Laparoscopic hernia repair is similar to other laparoscopic procedures. You will be given general anesthesia and your surgeon will make a small incision in your abdomen. The abdomen is then inflated with air so that the surgeon can see the abdominal organs using a small camera called a laparoscope. The instruments to repair the hernia are inserted through other small incisions in the lower abdomen. Mesh is then placed over the defect to reinforce the abdomen. This is considered another tension-free approach. A laparoscopic approach also results in fewer, and smaller, incisions and can be less painful than open surgery alternatives.

Robotic

Eastern Surgical specializes in the most advanced, modernized form of hernia repair surgery. Robotic surgery involves sophisticated da Vinci Robotic technology which enables our surgeons to repair hernias using a a virtually painless and scarless system.

The da Vinci System is similar in concept to laparoscopic surgery but features a magnified 3D high-definition vision system and special wristed instruments that bend and rotate far greater than the human wrist. These features enable Eastern Surgical to operate with enhanced vision and precision. The da Vinci System features a magnified 3D high-definition vision.
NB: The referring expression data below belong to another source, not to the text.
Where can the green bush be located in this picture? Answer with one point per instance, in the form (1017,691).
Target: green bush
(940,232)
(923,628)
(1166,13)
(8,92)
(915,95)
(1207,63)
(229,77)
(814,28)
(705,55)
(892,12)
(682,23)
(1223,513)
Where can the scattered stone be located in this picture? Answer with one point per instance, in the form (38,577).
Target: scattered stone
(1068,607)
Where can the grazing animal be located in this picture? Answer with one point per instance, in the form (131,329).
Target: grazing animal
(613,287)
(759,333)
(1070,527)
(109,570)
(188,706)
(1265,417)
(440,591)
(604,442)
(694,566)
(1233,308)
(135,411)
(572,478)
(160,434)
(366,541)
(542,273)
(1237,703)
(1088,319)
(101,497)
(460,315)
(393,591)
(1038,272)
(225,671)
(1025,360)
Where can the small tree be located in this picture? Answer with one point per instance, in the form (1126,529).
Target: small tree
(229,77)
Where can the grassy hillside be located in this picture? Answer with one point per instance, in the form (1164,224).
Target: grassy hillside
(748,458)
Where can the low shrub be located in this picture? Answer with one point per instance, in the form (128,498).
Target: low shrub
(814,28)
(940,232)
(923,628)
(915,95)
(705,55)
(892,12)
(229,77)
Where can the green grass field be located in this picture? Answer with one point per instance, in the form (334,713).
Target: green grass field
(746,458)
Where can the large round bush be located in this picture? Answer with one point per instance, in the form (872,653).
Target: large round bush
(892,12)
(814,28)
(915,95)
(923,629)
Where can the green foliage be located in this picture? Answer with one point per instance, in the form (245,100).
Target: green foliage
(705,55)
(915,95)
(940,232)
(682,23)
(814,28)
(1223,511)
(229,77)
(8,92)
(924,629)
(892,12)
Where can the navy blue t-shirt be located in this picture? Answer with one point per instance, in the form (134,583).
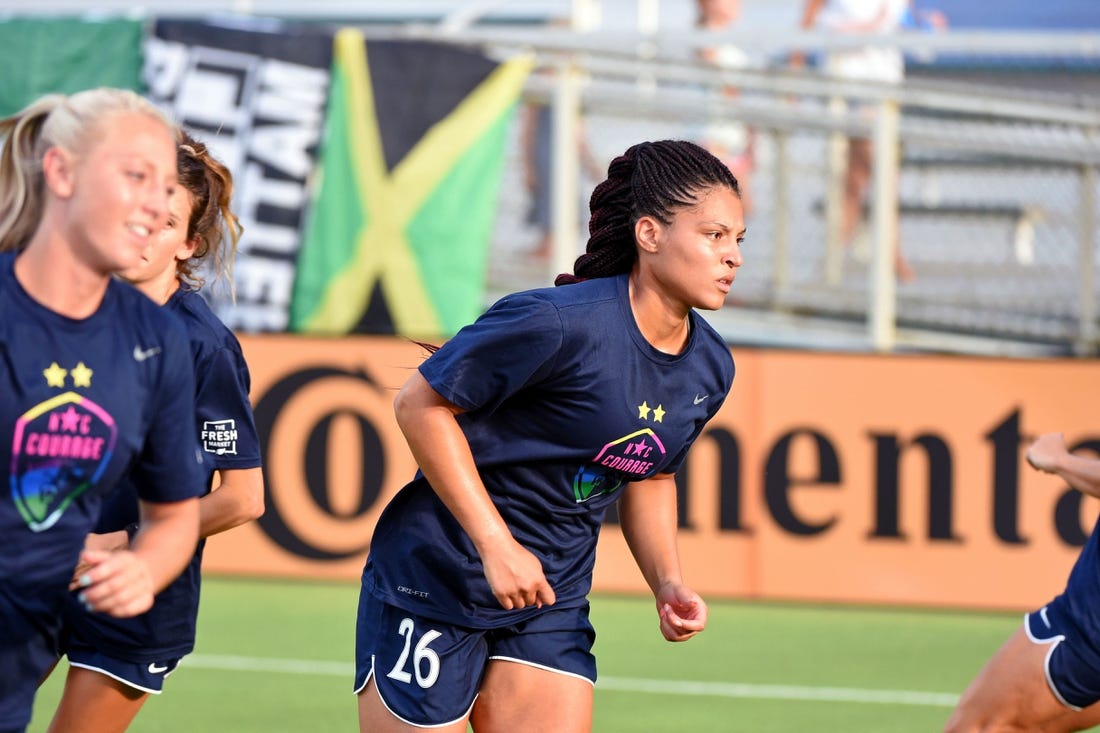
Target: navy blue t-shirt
(565,404)
(227,436)
(81,402)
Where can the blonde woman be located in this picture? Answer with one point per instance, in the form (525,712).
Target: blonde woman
(96,379)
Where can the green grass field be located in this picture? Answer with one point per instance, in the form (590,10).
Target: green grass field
(277,656)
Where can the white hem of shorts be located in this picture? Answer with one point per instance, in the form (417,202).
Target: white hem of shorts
(1054,642)
(408,722)
(114,677)
(537,666)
Patients who choose da Vinci Single-Site Surgery experience virtually scarless results and lower recurrence rates than patients choosing alternative methods.

What should I expect following the operation?

For many, hernia repair is an outpatient procedure, or some patients may need to stay 1 or 2 days in the hospital.

Depending on your occupation, the time for full recovery can vary. If you have a very strenuous job or one that requires heavy lifting, it could be several weeks before you can get back to work. However, patients that work in less strenuous environments could be back to work in as little as three days. Eastern Surgical will provide you with a detailed recommendation on when to return to work and resume your normal daily activities.

We recommend moderate exercise, such as walking, to improve your circulation and speed the healing process. However, you will need to avoid putting a strain on your bodies, by avoiding heavy lifting and strenuous exercise, for six to eight weeks after the surgery.